O antigo vocal masculino saira, e fora substituido pelo jovem Mario Plank, que tem um timbre de voz bem legal, nada demais, mas me agradou bastante. É ele também quem escreve as letras das músicas, que largaram daquele clichê todo em volta da lenda de Atlantis, para tratar de sentimentos mais profundos.
Quanto ao instrumental, ele foi bastante melhorado, não é mais açucarada e cópia descarada do trabalho do Edenbridge ou do Nightwish. Agora eles são uma banda do que pode ser chamado Symphonic Metal. O som não é lá essas coisas em termos de peso, as músicas possuem uns riffs legais, como em "Send me a Light" e "Cast Away", que são os destaques do álbum, junto com a bela balada "Winternight". O álbum tem boas passagens de teclado e orquestrações, e algum flerte com o eletrônico, como podemos perceber de leve em "Lost" e "Pharaoh’s Repentance". O baixo de Mike Coren aparece razoavelmente no início e no desenrolar das músicas, nada muito pesado, mas é legal.
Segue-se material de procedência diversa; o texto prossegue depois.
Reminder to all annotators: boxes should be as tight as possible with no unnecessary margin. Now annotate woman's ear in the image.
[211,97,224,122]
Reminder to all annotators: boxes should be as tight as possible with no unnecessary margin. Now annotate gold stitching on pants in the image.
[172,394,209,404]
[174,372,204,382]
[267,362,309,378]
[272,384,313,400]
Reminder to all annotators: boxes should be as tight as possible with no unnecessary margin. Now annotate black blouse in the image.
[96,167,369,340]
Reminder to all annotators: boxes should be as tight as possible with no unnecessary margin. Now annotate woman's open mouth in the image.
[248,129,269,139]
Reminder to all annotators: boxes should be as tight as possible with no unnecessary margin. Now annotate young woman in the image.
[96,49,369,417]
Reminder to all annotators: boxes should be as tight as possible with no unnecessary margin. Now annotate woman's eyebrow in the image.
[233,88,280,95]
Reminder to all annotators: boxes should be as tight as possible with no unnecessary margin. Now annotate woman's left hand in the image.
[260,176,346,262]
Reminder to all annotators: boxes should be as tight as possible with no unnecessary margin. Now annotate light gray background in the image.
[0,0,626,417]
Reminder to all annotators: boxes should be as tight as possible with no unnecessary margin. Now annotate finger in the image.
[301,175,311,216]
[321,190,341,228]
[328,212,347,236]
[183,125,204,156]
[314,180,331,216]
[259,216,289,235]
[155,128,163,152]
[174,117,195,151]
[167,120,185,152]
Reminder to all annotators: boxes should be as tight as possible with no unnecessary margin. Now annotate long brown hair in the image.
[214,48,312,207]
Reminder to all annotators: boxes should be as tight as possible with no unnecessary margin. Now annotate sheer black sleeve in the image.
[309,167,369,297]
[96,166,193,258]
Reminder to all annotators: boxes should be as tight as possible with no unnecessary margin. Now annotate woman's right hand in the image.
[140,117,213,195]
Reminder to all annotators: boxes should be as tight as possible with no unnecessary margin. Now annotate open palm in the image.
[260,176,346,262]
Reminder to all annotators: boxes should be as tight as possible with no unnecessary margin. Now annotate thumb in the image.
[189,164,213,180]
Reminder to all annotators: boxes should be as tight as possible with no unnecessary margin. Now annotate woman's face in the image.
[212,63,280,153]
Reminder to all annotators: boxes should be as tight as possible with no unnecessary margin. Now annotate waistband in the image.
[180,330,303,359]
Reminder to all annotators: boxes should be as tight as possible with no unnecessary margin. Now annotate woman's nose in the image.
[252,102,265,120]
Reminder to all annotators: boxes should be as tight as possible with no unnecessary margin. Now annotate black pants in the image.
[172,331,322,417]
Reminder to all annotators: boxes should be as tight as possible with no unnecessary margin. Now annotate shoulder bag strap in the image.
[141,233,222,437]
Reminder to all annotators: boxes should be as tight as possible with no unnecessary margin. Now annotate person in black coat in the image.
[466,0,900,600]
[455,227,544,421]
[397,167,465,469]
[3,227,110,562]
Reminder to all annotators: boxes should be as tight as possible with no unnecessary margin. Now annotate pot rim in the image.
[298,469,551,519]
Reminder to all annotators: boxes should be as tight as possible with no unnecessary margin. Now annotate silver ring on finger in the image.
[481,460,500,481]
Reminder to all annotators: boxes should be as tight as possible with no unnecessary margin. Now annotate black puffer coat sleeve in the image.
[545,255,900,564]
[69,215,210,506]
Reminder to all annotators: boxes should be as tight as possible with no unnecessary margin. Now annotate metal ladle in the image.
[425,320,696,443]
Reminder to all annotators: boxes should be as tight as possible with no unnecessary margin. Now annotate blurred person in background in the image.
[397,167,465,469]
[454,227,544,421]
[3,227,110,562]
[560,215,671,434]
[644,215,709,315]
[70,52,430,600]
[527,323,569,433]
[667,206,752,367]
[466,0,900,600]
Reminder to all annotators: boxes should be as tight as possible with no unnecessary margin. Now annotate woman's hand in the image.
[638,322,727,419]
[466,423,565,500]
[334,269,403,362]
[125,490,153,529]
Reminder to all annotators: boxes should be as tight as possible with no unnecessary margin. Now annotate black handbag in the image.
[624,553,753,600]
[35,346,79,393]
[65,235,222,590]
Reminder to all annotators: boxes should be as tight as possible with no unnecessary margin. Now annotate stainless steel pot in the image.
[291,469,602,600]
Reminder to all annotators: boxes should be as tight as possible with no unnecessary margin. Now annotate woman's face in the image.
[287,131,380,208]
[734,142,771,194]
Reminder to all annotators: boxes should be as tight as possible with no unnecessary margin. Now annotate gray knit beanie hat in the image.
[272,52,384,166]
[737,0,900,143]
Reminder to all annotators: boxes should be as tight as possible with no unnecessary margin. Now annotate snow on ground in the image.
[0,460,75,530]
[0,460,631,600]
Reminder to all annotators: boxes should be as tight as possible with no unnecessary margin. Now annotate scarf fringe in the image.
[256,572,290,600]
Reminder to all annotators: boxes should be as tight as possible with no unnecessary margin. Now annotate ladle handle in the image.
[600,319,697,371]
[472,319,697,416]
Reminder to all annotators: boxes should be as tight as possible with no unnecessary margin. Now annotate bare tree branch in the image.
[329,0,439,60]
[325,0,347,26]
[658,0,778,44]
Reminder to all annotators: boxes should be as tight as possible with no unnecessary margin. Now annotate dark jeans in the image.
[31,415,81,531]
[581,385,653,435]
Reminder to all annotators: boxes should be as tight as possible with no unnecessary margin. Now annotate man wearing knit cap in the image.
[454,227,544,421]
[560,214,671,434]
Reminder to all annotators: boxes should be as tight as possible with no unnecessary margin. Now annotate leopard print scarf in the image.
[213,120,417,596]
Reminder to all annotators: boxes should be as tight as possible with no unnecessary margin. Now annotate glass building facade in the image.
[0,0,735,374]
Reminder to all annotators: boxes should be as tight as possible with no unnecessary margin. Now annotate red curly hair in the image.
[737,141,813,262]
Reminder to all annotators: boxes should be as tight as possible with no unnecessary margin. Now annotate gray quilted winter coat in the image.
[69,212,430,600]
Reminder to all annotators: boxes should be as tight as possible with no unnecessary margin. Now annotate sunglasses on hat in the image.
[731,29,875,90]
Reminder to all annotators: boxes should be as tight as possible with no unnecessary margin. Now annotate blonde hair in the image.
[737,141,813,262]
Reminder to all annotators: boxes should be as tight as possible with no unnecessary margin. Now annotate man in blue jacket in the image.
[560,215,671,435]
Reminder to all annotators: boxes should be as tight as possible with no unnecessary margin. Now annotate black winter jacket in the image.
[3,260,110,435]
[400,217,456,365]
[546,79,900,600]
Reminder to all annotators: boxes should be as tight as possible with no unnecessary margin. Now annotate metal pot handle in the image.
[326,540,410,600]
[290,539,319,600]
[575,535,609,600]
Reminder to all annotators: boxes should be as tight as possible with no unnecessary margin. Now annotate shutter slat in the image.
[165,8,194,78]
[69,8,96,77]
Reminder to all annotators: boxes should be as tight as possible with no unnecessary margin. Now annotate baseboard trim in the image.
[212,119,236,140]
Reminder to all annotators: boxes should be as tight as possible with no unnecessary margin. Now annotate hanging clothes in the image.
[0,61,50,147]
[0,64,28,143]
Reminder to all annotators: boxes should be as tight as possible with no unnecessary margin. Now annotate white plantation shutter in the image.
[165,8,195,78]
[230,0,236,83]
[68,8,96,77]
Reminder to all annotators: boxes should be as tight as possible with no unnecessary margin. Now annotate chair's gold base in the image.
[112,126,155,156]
A bateria é uma bateria de rock, nem muito rápida, nem muito lenta, razoável também (como há coisas razoáveis neste álbum!). Os solos de guitarra aparecem com frequência nas músicas, são simples e rápidos, apenas um complemento das músicas. Em "Realm of Fantasy", temos um magnífico solo de guitarra feito por Emppu do Nightwish, sendo um destaque do álbum. Em "State of Suspense" Alex Krull (Atrocity, Leaves’ Eyes) faz uma pequena porém muito boa participação, narrando algumas frases.
Enfim, é um bom álbum, mas poderia ser melhor, mais ousado, criativo. Bom, pelo menos o Visions of Atlantis deixou de ser uma banda clichê e copiadora. Agora, eles têm apenas ‘influências’ de Nightwish, e não mais de Edenbridge. Falta colocar mais peso e feeling nas músicas. O próximo álbum não pode vir nesta mesma linha!